The same also holds true for slightly longer hair.
"We just don't want it to be sloppy," Redmond said.
For the players, it's a small victory. From the organization's point of view, it's being flexible.
"We're just always adjusting," Redmond said.
For many years, the Marlins have had a pretty tight policy when it came to facial hair and longer hair in general.
In 2006, the policy was even tighter in Joe Girardi's lone season as manager.
In recent years, players have sported goatees, again, as long as they were groomed.
Even last year, Ricky Nolasco sported a mild beard on occasion, but he had to keep it closely trimmed.
The modified rule benefits reliever Chaz Roe, a non-roster invitee who came to camp with a longer beard than most. The beard stays, but it isn't as wild.
Hair on the back of the neck also has to been under control.
Lefty Brian Flynn said he had 3 1/2 inches of hair taken off the back of his neck to adhere to team policy.
Jarrod Saltalamacchia, who joins the Marlins after being with the Red Sox, is fine to keep his beard. His hair length also is fine.
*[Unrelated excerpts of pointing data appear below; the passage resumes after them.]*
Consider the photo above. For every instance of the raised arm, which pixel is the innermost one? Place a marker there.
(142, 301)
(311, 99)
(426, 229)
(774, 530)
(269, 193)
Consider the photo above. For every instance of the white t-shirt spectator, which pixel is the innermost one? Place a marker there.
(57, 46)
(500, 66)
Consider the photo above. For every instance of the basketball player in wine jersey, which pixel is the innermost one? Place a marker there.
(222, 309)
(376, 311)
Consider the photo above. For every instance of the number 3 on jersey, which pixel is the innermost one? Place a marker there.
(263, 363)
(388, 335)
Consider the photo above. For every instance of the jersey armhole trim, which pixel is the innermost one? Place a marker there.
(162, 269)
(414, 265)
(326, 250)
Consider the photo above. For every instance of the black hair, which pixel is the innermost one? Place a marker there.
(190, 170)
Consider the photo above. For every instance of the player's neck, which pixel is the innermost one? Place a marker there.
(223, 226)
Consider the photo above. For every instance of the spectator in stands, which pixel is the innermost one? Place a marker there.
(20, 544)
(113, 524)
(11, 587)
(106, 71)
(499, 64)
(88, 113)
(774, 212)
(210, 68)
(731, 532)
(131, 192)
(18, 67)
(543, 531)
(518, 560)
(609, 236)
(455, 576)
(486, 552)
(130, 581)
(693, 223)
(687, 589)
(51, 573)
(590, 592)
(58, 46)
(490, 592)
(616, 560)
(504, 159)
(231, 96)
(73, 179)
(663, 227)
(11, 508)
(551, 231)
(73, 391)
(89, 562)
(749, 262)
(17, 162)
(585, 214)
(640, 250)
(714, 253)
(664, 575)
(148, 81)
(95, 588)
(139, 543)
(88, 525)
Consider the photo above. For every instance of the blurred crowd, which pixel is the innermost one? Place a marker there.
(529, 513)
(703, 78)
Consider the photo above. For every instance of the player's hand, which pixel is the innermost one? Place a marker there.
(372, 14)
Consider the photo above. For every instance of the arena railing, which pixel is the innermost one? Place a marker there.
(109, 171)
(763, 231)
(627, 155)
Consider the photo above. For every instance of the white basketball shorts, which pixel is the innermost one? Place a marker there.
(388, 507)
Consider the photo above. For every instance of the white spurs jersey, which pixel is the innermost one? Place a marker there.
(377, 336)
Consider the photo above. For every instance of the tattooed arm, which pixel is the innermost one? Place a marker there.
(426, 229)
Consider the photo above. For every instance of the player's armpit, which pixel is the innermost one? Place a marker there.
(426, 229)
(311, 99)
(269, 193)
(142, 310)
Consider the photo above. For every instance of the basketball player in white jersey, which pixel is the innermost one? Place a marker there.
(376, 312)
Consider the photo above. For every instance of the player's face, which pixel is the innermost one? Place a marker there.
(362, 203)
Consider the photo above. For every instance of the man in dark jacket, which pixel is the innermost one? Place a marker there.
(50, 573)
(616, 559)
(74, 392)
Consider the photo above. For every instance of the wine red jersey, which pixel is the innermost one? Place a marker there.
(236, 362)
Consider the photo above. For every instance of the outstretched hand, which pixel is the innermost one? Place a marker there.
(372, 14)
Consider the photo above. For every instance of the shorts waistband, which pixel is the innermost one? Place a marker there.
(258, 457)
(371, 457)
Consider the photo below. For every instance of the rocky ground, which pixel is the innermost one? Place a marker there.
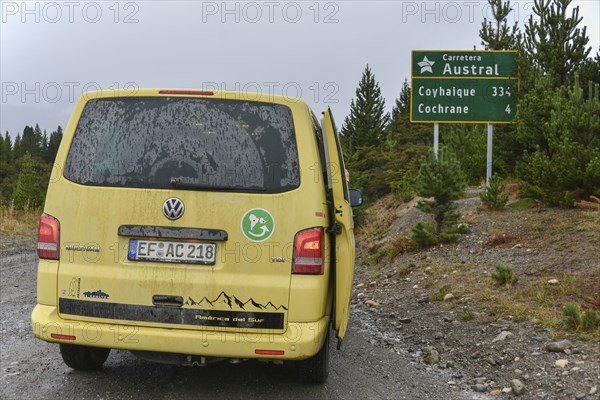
(440, 307)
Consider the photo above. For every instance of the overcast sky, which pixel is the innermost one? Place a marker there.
(52, 51)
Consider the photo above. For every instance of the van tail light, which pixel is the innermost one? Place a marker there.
(308, 252)
(48, 237)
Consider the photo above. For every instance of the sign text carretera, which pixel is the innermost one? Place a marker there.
(464, 86)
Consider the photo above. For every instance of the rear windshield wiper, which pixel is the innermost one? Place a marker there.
(182, 183)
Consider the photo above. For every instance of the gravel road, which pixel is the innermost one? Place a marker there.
(33, 369)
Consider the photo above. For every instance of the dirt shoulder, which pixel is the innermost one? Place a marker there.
(483, 335)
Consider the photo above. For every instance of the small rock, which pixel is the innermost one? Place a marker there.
(491, 361)
(423, 299)
(558, 347)
(480, 387)
(517, 387)
(561, 363)
(431, 357)
(448, 296)
(502, 336)
(372, 303)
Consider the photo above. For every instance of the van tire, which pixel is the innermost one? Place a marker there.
(83, 358)
(316, 368)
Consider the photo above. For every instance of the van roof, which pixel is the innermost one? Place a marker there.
(197, 93)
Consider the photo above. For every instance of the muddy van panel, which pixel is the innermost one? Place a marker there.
(191, 216)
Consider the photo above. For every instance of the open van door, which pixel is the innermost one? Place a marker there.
(341, 227)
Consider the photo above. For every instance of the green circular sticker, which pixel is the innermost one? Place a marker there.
(258, 225)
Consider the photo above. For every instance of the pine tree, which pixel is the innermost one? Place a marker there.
(53, 144)
(553, 43)
(16, 153)
(30, 143)
(5, 148)
(401, 111)
(8, 146)
(28, 192)
(367, 123)
(564, 163)
(496, 35)
(440, 183)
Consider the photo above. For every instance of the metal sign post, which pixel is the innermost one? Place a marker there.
(488, 174)
(436, 138)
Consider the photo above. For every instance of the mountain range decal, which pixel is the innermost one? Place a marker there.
(233, 302)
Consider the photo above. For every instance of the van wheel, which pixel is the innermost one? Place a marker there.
(316, 368)
(83, 358)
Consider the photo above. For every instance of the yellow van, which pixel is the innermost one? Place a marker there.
(191, 226)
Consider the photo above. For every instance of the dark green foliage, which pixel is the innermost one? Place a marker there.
(565, 164)
(468, 144)
(555, 45)
(496, 35)
(383, 155)
(494, 197)
(440, 183)
(367, 123)
(28, 190)
(25, 165)
(504, 275)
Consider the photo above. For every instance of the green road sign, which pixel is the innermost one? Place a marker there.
(464, 64)
(464, 86)
(463, 100)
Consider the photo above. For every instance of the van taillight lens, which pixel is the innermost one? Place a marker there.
(48, 235)
(308, 252)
"Salty is good," Redmond said.
"I've always kind of had one, so it's good for me," Saltalamacchia said. "The game is changing. You're starting to have to adapt to some of the younger guys coming up, and things are changing. ... I'm not against rules. Just don't take advantage of them."
Saltalamacchia noted that owner Jeffrey Loria has agreed to bend the policy a bit, and now it is up to the players to not go too far.
"This has been a rule for a long time, I understand," Saltalamacchia said. "He's allowed us to do it. We need to take advantage of it, and not go too far."
The Marlins have one of the younger teams in the league, which prompted Redmond to say: "We've only got a handful of guys who can grow a beard."